10 abr 2013

¿A qué llamarle “memoria visual” de la dictadura? | Nelly Richard



El año 2013 marca la conmemoración de los cuarenta años del golpe militar que instaló la dictadura de Augusto Pinochet en Chile. El resurgimiento del pasado como cita de la historia evoca y convoca a las memorias en disputa sobre el valor crítico del recuerdo. Lo que el teórico Andreas Huyssen ha llamado el “boom de la memoria” designa la multiplicación de los archivos, documentos y testimonios que denuncian las inhumanidades cometidas por los regímenes de fuerza, para transmitir desde el presente una conciencia hacia el futuro, una conciencia que respete el imperativo categórico del “¡Nunca más!”.
Las dictaduras latinoamericanas han revisitado una y otra vez su pasado de violencias exterminadoras, dándole voz a quienes las padecieron en cuerpo propio para que la sufrida experiencia de las víctimas sirva de prueba de autentificación de la magnitud del daño. Esta rememoración en primera persona del pasado violento se impone como demostración de que los hechos negados por el terrorismo de estado sí ocurrieron, pese a todos los dispositivos del terror que intentaban mantener su criminalidad en secreto.
Las transiciones democráticas lograron inscribir el tema de la violación de los derechos humanos en la esfera pública (verdad, justicia y reparación), conformando un sentido común que lleva la sociedad civil a condenar casi unánimemente las atrocidades del pasado, aunque difieren e incluso se contraponen los argumentos que explican las causas de la ruptura de la institucionalidad democrática. Esto hace que el tema de la memoria se enuncie desde el lado de las víctimas de la dictadura, por las que toma partido una ciudadanía ya alertada respecto de la gravedad de las denuncias comprobadas en materia de crímenes de lesa humanidad. La crítica cultural –al solidarizar con los vencidos de la historia– también se inclina hacia aquellos materiales o fragmentos de relatos que llevan grabadas la estampa perversa del mal.

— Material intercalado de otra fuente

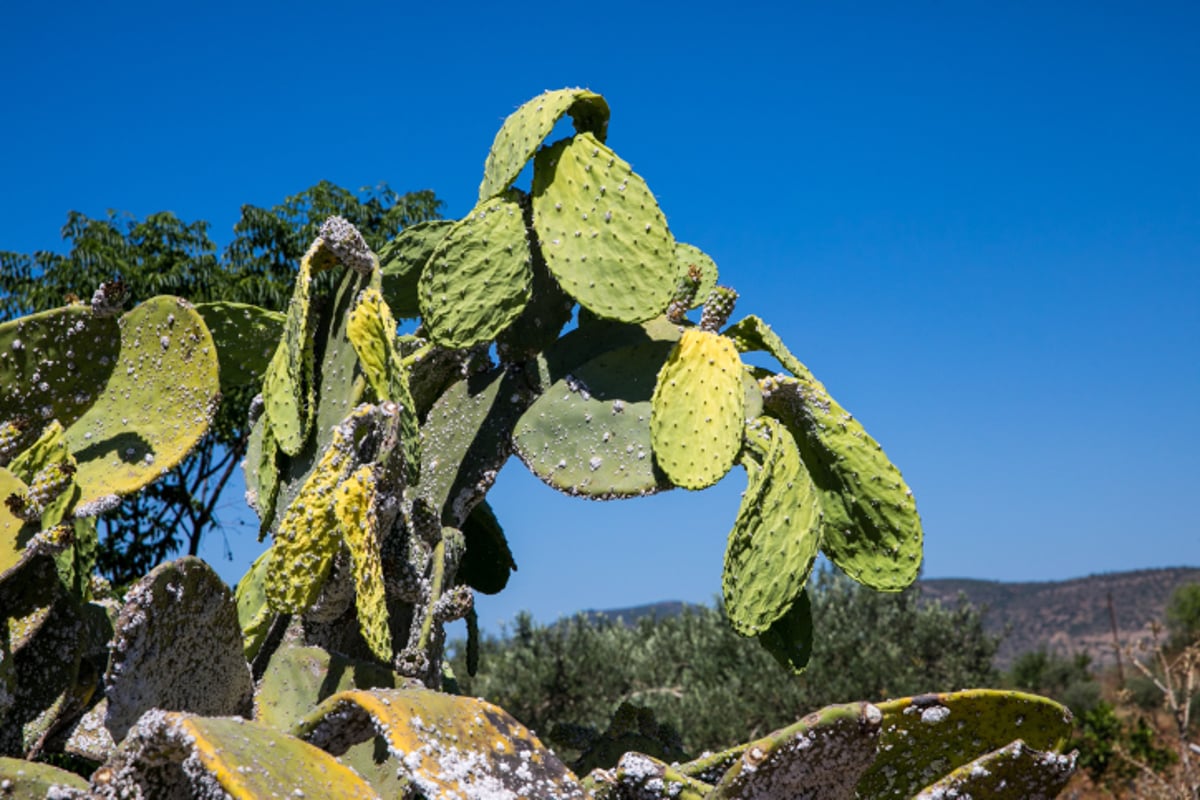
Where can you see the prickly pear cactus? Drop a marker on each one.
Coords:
(369, 462)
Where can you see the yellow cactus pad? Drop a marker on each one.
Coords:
(354, 510)
(449, 746)
(372, 331)
(699, 410)
(307, 540)
(226, 757)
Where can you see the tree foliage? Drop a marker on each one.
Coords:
(714, 686)
(165, 254)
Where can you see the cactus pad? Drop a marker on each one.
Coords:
(589, 433)
(790, 638)
(601, 230)
(288, 383)
(354, 509)
(870, 528)
(155, 407)
(183, 756)
(479, 278)
(21, 780)
(777, 534)
(448, 746)
(529, 125)
(929, 735)
(246, 337)
(402, 260)
(1012, 773)
(372, 331)
(699, 410)
(53, 365)
(178, 647)
(821, 757)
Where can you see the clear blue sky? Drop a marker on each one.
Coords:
(977, 223)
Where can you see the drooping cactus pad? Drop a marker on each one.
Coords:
(777, 534)
(699, 410)
(601, 230)
(529, 125)
(180, 614)
(870, 528)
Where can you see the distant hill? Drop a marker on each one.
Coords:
(1063, 617)
(1067, 617)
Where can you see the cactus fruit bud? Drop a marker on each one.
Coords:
(684, 295)
(109, 298)
(12, 438)
(348, 245)
(718, 308)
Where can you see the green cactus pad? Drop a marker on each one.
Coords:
(178, 647)
(870, 527)
(15, 531)
(820, 757)
(589, 433)
(699, 410)
(601, 230)
(155, 407)
(924, 738)
(297, 679)
(751, 334)
(402, 260)
(466, 439)
(183, 756)
(354, 509)
(1012, 773)
(372, 331)
(53, 365)
(255, 615)
(529, 125)
(539, 324)
(288, 383)
(262, 473)
(342, 388)
(447, 746)
(246, 337)
(480, 276)
(690, 256)
(777, 534)
(487, 563)
(31, 781)
(790, 638)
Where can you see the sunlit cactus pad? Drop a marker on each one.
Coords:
(173, 755)
(479, 277)
(448, 746)
(156, 404)
(53, 365)
(777, 534)
(529, 125)
(601, 230)
(699, 410)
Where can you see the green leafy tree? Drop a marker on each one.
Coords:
(1183, 614)
(165, 254)
(714, 686)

Y es así como la crítica cultural, al focalizar su atención en el corpus documental y testimonial que retiene la memoria del sufrimiento y la catástrofe, ha dejado de lado como material de estudio la organización de los relatos con los que la historia oficial escribió su oscura narrativa del poder autoritario y totalitario. Ha permanecido casi desprovista de análisis crítico, en las investigaciones chilenas, el repertorio de códigos con el que la dictadura se representó a sí misma, además de los bandos oficiales y los artículos de ley, en esculturas públicas, patrimonio urbano e imaginerías populares.
El primer aporte que realiza meritoriamente el libro El golpe estético, en vísperas de las conmemoraciones del 11 de septiembre 2013, tiene que ver con esto que faltaba: volver a analizar la relación entre estética, ideología y representación con la que el paradigma dictatorial elaboró su narrativa fundacional, cumpliendo la tarea –casi inédita– de descifrar la simbología del régimen militar cuya siniestra operatoria de la “destrucción” (de los cuerpos y las identidades; de los afectos y los vínculos comunitarios) se disfrazó de gloriosa épica de la “reconstrucción” nacional. Junto con el lirismo del discurso de la heroicidad militar y el rescate de la tradición chilena como glorificación del orden, la unidad y pureza del “ser nacional”, el gobierno militar instala muy luego su otro discurso del “progreso” asociado al crecimiento económico que luego se hizo llamar “modernización” para, en nombre del “desarrollo”, volver productivo lo destructivo. Ya había acontecido –salvajemente– el experimento neoliberal de los Chicago Boys con su doctrina monetarista del shock. Mientras el frenesí del libre comercio se vale del capitalismo transnacional para expandirse fuera de Chile con el mercado de las exportaciones, el gobierno militar, dentro de Chile, emprende una secuencia feroz de privatizaciones que conlleva la desregulación financiera, los incalculables beneficios para las empresas, la defensa a ultranza de la propiedad privada y su correlato: el desmantelamiento de lo público (de más está decir que así pasó con la educación).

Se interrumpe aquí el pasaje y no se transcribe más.